The ancient Russian troop transport rumbled and creaked as it trundled up the Ak-Baital Pass, a breath-taking (literally) 4,655 meters above sea level. After several stops to let the engine cool, we crested the top and a cheer rose from the border guards in the back. The young soldier next to me gave me a thumbs up. “Okay?”
I grinned and gave him a thumbs up in return. “Okay!”
How the heck did I end up in a military transport in the middle of the desolate Pamirs in Tajikistan? Well, it’s a funny story…
The previous day, I’d managed to get from the border town of Sary Tash to the Kyrgyz border, then managed to get across the 15 k.m. no man’s land between the Kyrgyz and Tajik border posts. Getting through customs was a breeze, a soldier waved me into a small building and an official in a tracksuit checked my passport before stamping it.
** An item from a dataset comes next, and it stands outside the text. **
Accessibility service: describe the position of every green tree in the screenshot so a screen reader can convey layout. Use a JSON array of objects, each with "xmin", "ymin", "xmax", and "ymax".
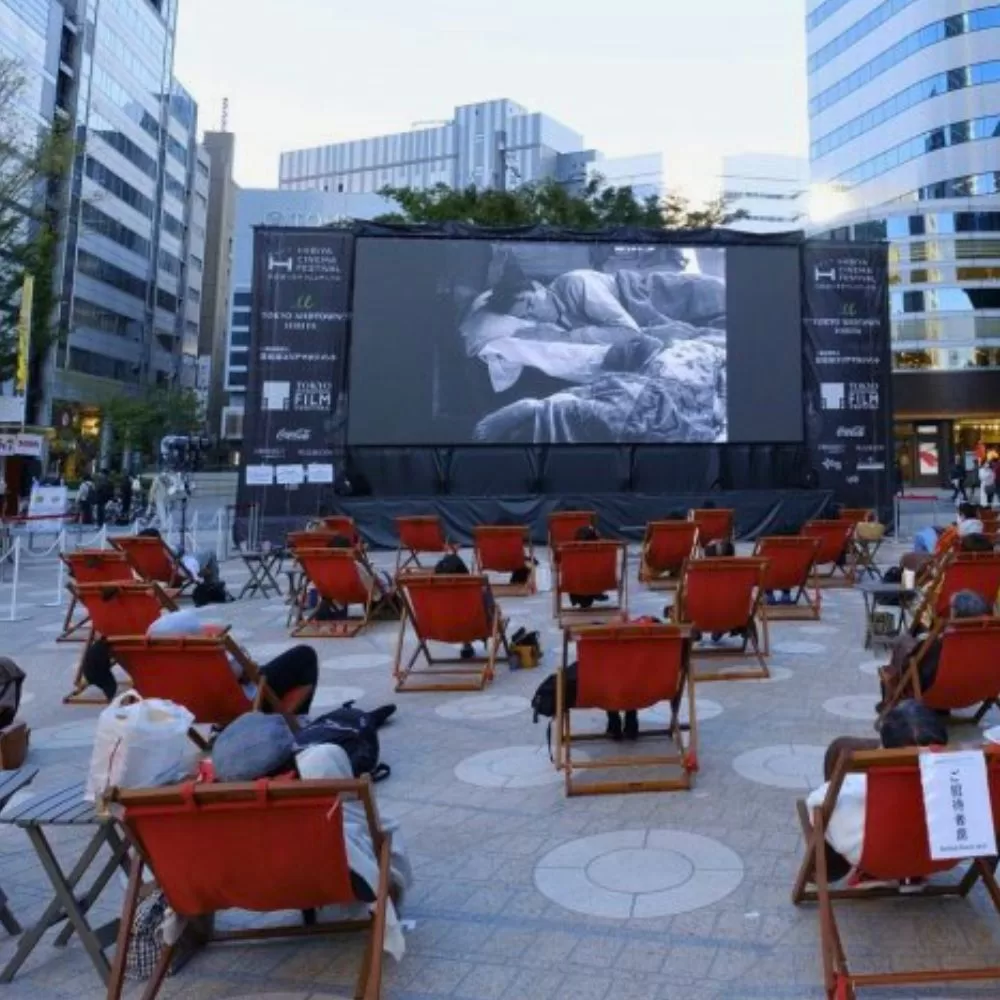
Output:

“Machine?” he asked, pointing back at the way I’d come.
“No,” I replied, making the motion for walking. His eyebrows shot up.
I laughed and shook my head, holding my thumb out like I was hitching. He nodded his understanding.
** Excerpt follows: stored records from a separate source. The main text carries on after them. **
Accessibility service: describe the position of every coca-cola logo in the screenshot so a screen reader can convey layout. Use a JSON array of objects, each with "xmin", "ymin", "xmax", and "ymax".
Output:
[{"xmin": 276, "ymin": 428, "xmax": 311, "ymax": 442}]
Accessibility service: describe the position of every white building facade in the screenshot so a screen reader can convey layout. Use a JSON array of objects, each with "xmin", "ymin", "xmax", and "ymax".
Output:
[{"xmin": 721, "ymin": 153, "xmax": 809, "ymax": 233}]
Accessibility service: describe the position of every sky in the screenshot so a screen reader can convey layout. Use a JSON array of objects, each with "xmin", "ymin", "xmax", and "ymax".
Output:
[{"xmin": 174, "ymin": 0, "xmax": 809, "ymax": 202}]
“Chai?” he asked, gesturing towards the back room.
“Yes, thank you,” I replied in Tajik, using up my repertoire of vocabulary in that language.
A soldier brought us a pot of tea, then a full meal. As my unexpected host looked on and made conversation as best he could with sign language, I ate my fill. It was greasy, fatty, and delicious. The official, Faro, made it clear that I could hang out until a ride came.
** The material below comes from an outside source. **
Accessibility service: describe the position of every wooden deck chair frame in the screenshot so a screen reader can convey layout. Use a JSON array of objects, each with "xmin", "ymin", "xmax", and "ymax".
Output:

The hours slid by. Eventually, Faro came in and told me that no cars would be coming that day and I could sleep in the room. Learning I didn’t have to camp outside was a weight off my shoulders, so I was able to relax a little as soldiers trickled in for dinner. Despite feeling very unwell due to a perfect storm of altitude sickness and two stomach ailments not normally experienced simultaneously, I was able to enjoy an evening filled with tasty food, ukulele, guitar, and even dancing.
The next morning, I resumed my vigil by the border, waiting for a car to cross into Tajikistan. Several crossed into Kyrgyzstan, but none seemed to be coming the way I needed. As the hours slipped by, my optimism started to fade. Then, Faro motioned for me to get my bags.
It was time.
I threw everything together and went outside, only to see a huge group of soldiers grouped together. After a few minutes of confusion, I realized that they were my ride. It was time for the shift rotation and, just my luck, that meant a truck was going to Murghab. I threw my bags in the vehicle and we set off. We stopped at the border check (again), the customs office, and even the cook’s quarters. At each window, I saw a familiar face from the night before. Each gripped my hand and smiled.
“Welcome to Tajikistan!”
Finally, I was on my way to Murghab. It would take about seven hours, the last of which in the dark. My concern about finding a place to stay proved to be unfounded, as the soldiers found a hotel and dropped me off in front of it. Stepping into the hotel almost felt like coming home. I’d made it.